6. M. Syahril (Kelompok 5)
Pertanyaan:
Permasalahan apa saja yang terdapat pada organisasi multinasional?

Jawaban:
1) Perbedaan Budaya, merupakan salah satu variabel yang penting yang mempengaruhi perusahaan multinasional. Sebuah
organisasi multinasional akan beroperasi di banyak negara dan harus siap menghadapi perbedaan budaya tersebut.
Karena budaya merajuk pada nilai-nilai, asumsi dan norma perilaku yang berkaitan dengan karakter nasional dan
regional yang ada yang mempunyai hubungan yang penting dengan pengendalian manajemen. Sistem perencanaan dan
sistem pengendalian akan lebih efektif di dalam budaya berbeda.

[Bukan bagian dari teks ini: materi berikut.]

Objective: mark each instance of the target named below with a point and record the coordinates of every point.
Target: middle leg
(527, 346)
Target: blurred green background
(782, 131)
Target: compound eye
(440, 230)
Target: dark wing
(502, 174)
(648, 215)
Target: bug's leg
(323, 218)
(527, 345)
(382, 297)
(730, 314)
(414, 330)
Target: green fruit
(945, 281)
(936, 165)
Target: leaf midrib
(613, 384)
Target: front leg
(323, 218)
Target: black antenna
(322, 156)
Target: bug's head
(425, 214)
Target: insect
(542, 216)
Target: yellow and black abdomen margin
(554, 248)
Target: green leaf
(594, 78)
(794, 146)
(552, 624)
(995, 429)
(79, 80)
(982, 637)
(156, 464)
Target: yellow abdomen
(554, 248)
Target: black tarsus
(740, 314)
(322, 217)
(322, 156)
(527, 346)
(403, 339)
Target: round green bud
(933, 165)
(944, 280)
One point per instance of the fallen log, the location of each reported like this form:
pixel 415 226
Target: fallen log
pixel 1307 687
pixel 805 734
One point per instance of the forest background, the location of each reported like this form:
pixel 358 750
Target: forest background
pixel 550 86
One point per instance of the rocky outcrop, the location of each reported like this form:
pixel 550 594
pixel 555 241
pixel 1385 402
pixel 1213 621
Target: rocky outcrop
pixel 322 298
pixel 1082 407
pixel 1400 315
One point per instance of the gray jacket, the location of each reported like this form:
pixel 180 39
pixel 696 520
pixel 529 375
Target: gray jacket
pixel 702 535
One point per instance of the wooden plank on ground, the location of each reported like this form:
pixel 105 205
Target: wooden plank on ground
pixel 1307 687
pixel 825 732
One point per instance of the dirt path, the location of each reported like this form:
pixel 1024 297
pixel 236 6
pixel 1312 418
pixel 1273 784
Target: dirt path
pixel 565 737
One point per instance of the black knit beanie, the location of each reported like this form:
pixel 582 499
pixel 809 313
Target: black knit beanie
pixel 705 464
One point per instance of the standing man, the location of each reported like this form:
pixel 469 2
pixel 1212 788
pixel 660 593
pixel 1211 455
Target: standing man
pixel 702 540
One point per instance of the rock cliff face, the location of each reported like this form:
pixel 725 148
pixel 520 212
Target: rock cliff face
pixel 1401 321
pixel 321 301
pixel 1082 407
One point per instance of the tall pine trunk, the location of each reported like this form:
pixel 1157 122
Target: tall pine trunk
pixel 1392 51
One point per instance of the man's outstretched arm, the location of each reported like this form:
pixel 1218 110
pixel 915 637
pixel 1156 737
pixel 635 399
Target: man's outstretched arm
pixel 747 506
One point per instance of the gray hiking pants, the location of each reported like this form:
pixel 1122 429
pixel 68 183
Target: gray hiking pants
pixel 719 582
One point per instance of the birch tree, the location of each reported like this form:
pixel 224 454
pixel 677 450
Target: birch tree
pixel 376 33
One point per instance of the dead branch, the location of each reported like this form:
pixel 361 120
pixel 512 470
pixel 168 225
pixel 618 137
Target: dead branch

2) Harga Transfer, harga transfer untuk barang, jasa, dan teknologi merupakan ssalah satu dari perbedaan besar yang terjadi
antara pengendalian manajemen operasi domestik dan luar negeri. Dalam operasi luar negeri dibutuhkan beberapa
pertimbangan penting lainnya yaitu perpajakan, peraturan pemerintah, tarif, pengendalian devisa, akumulasi dana dan
joint adventure. Selain itu ada juga pertimbangan hukum yang bertujuan untuk mencegah perusahaan multinasional
melakukan menghindari pajak penghasilan di negara tuan rumah.
3) Nilai Tukar mata uang. Nilai tukar adalah harga dari sebuah mata uang jika dibandingkan dengan mata uang lainnya.
Arus kas perusahaan multinasional didenominasikan dalam beberapa mata uang di mana nilai setiap mata uang relatif
kepada nilai dolar akan berbeda seiring dengan perbedaan waktu. Nilai tukar yang biasa ditawarkan disebut nilai tukar
nominal. Variasi ini memperumit masalah pengukuran kinerja anak perusahaan dan manajernya. Lebih spesifik lagi
perusahaan multinasional memiliki eksposur akibat translasi, transaksi dan ekonomi perubahan nilai tukar yang
implikasinya kepada perancangan sistem pengendalian.